A theme that Mestre treats in Beyond Mary and Joseph is the family. Why this issue? “First I was thinking in a broader sense, in terms of society as a whole. Around Christmas I was surprised about the heightened level of community life and the functioning of the institution we call family. For instance, families go to the cinema together, something which is less apparent during the rest of the year. That is the way in which we live: we build houses, make children and position ourselves. How did we get to that system of community life, and why does it look exactly like that? Every time the same question. That’s why I think gay marriage is an interesting issue: there is a negative attitude towards this form of sexuality, but on the other hand there is a complete integration when it happens in the context of an organised family life.

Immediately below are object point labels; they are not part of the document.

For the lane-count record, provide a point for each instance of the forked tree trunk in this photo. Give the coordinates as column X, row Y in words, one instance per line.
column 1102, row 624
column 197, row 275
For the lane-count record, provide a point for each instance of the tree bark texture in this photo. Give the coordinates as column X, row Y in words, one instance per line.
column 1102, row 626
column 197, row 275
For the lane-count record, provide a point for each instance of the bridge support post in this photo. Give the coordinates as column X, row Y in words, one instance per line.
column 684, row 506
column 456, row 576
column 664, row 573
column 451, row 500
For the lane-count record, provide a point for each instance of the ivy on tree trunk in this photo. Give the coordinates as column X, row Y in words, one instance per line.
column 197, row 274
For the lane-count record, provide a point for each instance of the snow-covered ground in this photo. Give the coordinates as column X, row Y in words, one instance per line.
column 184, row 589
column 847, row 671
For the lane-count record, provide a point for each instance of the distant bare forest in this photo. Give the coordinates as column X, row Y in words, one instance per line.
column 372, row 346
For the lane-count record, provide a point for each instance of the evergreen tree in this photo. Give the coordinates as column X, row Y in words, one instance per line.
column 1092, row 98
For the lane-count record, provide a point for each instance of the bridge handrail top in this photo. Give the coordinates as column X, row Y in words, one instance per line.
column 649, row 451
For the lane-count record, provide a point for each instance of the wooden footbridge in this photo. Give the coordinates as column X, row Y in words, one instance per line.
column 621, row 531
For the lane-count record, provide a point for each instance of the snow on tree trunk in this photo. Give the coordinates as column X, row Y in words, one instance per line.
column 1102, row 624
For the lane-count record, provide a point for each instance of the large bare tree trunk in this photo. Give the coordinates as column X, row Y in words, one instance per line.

You don’t see a metamorphosis to a new structure, rather an attempt to keep existing models intact. Our desire for the domestic dominates everything. Does there exist something like a new law?”

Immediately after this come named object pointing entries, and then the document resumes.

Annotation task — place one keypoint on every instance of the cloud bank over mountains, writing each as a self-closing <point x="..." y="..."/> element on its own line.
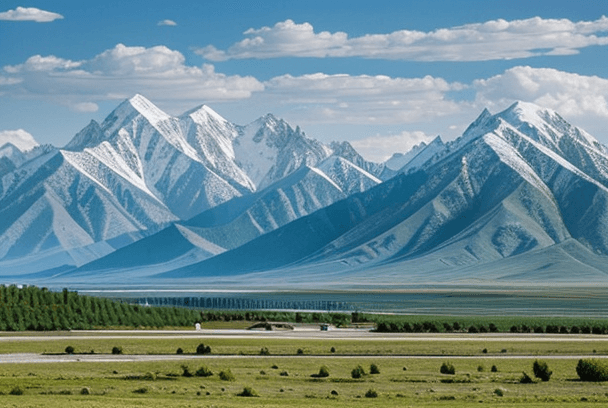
<point x="491" y="40"/>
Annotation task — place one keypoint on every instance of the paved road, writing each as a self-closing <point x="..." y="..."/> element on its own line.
<point x="30" y="358"/>
<point x="303" y="334"/>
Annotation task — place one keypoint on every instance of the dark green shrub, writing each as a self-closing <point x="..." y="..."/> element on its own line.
<point x="227" y="375"/>
<point x="591" y="369"/>
<point x="248" y="392"/>
<point x="525" y="379"/>
<point x="447" y="368"/>
<point x="371" y="393"/>
<point x="204" y="371"/>
<point x="16" y="391"/>
<point x="202" y="349"/>
<point x="186" y="371"/>
<point x="323" y="372"/>
<point x="357" y="372"/>
<point x="541" y="370"/>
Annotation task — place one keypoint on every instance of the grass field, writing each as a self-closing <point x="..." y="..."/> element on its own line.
<point x="288" y="382"/>
<point x="285" y="379"/>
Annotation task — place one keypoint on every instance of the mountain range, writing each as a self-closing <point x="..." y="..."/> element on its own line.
<point x="521" y="197"/>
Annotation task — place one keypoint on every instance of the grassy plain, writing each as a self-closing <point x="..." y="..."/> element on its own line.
<point x="421" y="384"/>
<point x="284" y="378"/>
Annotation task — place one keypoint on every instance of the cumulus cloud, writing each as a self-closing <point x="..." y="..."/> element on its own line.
<point x="362" y="99"/>
<point x="380" y="148"/>
<point x="167" y="23"/>
<point x="30" y="14"/>
<point x="117" y="73"/>
<point x="492" y="40"/>
<point x="572" y="95"/>
<point x="19" y="138"/>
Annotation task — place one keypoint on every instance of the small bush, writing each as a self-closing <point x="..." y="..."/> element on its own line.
<point x="202" y="349"/>
<point x="227" y="375"/>
<point x="323" y="372"/>
<point x="357" y="372"/>
<point x="17" y="391"/>
<point x="371" y="393"/>
<point x="447" y="368"/>
<point x="204" y="371"/>
<point x="248" y="392"/>
<point x="591" y="369"/>
<point x="186" y="371"/>
<point x="541" y="370"/>
<point x="525" y="379"/>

That new law is obviously an open question, what does characterize our modern times apart from tradition and revolution? “In the piece I try out a possibility, even though I am well aware that there is not immediately a conclusion possible. How we can function despite loss, knowledge, tradition and so on. How death and birth, or strong emotions such as pain and happiness, can be less cruel. To create a society where all those elements are incorporated is a utopia: for instance, at the moment we have almost no relation to death. There are essential things that all people share, like love or mourning, and which can also be shared in personal relationships. In principle we should be able to all share the same emotional state or feeling. Utopia as a common body where we share our feelings. In this way existing models are affected. You lose your boundaries and your understanding of what you are doing. Finally, that too is a machine that functions through individuals with certain emotions, a circulation with others where everybody wants to be together.”

In order to set these spiritual aspirations on a stage, Mestre investigated religion as well, both of the heathen and christian tradition, and within each, canonical or apocryphal sources and images. The strong contrasts that emerged from that are also treated on a formal level, where there is a lot of attention placed on the grotesque. “Putting on a clown’s nose allows to access a certain territory that you do not know at all because it is taboo. You can be silly, perform tricks or obscenities. This is much closer to the reality of children”, Mestre says.

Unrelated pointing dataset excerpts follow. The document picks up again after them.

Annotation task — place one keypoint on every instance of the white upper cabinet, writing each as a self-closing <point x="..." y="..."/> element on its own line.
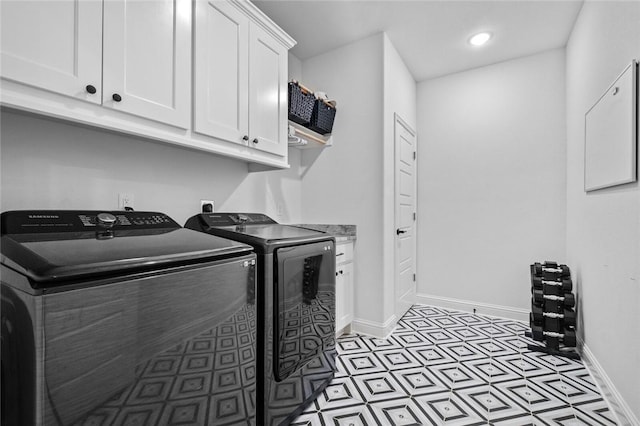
<point x="140" y="53"/>
<point x="221" y="55"/>
<point x="209" y="75"/>
<point x="147" y="59"/>
<point x="267" y="92"/>
<point x="240" y="77"/>
<point x="53" y="45"/>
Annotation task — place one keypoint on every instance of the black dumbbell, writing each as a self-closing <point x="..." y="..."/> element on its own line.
<point x="551" y="267"/>
<point x="568" y="299"/>
<point x="568" y="337"/>
<point x="533" y="321"/>
<point x="566" y="284"/>
<point x="537" y="316"/>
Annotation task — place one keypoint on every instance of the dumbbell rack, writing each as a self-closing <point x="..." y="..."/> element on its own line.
<point x="552" y="318"/>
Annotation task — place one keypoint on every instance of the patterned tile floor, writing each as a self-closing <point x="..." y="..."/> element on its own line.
<point x="449" y="367"/>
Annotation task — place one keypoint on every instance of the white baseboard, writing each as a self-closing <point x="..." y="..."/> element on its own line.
<point x="375" y="329"/>
<point x="473" y="307"/>
<point x="617" y="404"/>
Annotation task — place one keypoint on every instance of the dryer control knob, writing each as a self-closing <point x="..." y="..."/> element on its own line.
<point x="106" y="219"/>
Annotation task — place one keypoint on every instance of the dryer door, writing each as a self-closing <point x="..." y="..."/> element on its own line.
<point x="305" y="304"/>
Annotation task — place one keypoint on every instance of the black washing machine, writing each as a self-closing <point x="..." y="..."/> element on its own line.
<point x="124" y="318"/>
<point x="296" y="309"/>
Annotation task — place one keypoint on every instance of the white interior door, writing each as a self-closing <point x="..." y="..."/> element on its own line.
<point x="405" y="216"/>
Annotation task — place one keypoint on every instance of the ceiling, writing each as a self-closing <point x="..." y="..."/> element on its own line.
<point x="430" y="35"/>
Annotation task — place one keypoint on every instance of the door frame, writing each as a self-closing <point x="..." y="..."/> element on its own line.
<point x="399" y="121"/>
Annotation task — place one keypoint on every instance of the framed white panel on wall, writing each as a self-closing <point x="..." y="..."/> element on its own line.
<point x="611" y="134"/>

It appears to be so that the choreographer is returning a part of reality to the body, by which also the boundaries of the human world of meaning is put at stake. The knowledge of boundaries is a kind of step towards the loss of contours, wherein Mestre uses the body as a metaphor for reality. “The continuing transformation in the piece can be compared to the different layers of the body and the extremes for which they stand. There exists an ideal far outside of ourselves, but which we nevertheless try to adapt. Opposed to that is an inner ideal which you can not access just like that, and which you do not accept as such. Between inner and outer there is an oscillation, where eventually we explore a state beyond the inner life, where things are not so clear any longer.”